No. 28157Anonymous 26th September 2022 Monday 9:15 pm28157This thread is now about scraping websites
I didn't want to bump off the last thread so I'm co-opting this one.
I've been looking at making a spreadsheet of most different types of wood. It looks like the guy here has already done that and has a table backing up the search results on his site, but I can't access the table itself - I'm assuming there must be a table because the filter has quite a lot of variables.
>>28157 I've done an enormous amount of this kind of work.
There are basically two ways to scrape a site - the simple way is to grab the HTML using the curl library (it works in just about every language) and then parse it; now that often doesn't work if its a modern site using Javascript rendering - so in those cases, you need to script/control a browser module.
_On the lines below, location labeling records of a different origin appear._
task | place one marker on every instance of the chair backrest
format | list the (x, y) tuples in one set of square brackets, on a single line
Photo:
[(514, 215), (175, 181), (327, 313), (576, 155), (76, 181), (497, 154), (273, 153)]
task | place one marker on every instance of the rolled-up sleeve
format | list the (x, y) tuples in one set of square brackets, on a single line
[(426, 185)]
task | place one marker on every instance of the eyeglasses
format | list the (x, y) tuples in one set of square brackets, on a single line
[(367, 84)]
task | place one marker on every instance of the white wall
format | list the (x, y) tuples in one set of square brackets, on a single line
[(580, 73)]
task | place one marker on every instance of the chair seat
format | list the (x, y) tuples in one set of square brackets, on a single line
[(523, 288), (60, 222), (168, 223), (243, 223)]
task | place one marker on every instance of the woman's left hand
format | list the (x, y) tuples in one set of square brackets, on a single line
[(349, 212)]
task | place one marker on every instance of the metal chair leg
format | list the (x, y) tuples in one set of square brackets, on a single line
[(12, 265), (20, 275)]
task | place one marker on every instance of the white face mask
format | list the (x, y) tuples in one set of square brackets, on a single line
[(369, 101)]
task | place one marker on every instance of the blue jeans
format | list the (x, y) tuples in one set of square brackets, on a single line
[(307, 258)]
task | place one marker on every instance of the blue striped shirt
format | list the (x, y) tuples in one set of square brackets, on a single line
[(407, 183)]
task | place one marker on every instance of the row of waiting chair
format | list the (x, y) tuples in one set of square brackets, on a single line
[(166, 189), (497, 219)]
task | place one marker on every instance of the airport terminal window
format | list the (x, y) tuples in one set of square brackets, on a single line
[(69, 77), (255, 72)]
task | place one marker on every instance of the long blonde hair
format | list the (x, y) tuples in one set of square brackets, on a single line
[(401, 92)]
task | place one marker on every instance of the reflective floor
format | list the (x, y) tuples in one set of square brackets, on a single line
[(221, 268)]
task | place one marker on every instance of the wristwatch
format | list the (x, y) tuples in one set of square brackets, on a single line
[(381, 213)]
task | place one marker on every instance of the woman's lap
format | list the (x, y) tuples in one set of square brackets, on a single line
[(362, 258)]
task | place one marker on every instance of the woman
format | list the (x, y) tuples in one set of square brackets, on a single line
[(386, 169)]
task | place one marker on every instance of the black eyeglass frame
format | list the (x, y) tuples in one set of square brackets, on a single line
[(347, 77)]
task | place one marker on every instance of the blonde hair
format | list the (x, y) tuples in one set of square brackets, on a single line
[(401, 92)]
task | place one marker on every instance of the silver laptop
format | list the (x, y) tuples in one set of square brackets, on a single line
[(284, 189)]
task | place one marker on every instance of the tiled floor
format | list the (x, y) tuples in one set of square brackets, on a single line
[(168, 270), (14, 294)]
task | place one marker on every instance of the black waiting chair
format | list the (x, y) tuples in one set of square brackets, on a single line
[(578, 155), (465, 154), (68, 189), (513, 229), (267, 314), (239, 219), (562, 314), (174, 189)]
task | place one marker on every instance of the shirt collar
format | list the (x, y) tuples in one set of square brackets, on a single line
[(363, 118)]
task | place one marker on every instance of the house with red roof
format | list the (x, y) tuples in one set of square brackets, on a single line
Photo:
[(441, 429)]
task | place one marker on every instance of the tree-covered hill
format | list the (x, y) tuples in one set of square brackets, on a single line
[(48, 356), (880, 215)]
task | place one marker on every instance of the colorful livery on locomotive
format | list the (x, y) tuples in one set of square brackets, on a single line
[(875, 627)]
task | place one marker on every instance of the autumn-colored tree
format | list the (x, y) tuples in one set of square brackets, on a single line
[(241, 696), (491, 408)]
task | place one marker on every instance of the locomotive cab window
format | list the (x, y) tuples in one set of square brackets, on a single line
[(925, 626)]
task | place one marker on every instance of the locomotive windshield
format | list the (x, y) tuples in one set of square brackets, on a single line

Most people do that with WebKit / Safari, but it isn't straightforward, at all.
Looking at the HTML on that site, it seems like its a WordPress in disguise. The HTML isn't tagged well, either - in short, it will be challenging to parse, whatever you use; it will take a lot of time to get right, depending on how big that site is, you might be better off spending a day manually cutting/pasting it up.
>>28158 Right, I've messaged the creator asking for the table. Thanks for the advice but if it's going to be messy even after learning something, I reckon I'll just do it manually provided he doesn't get back to me.
In the meantime you can expect my game involving trees to be released within the next 30 or so years.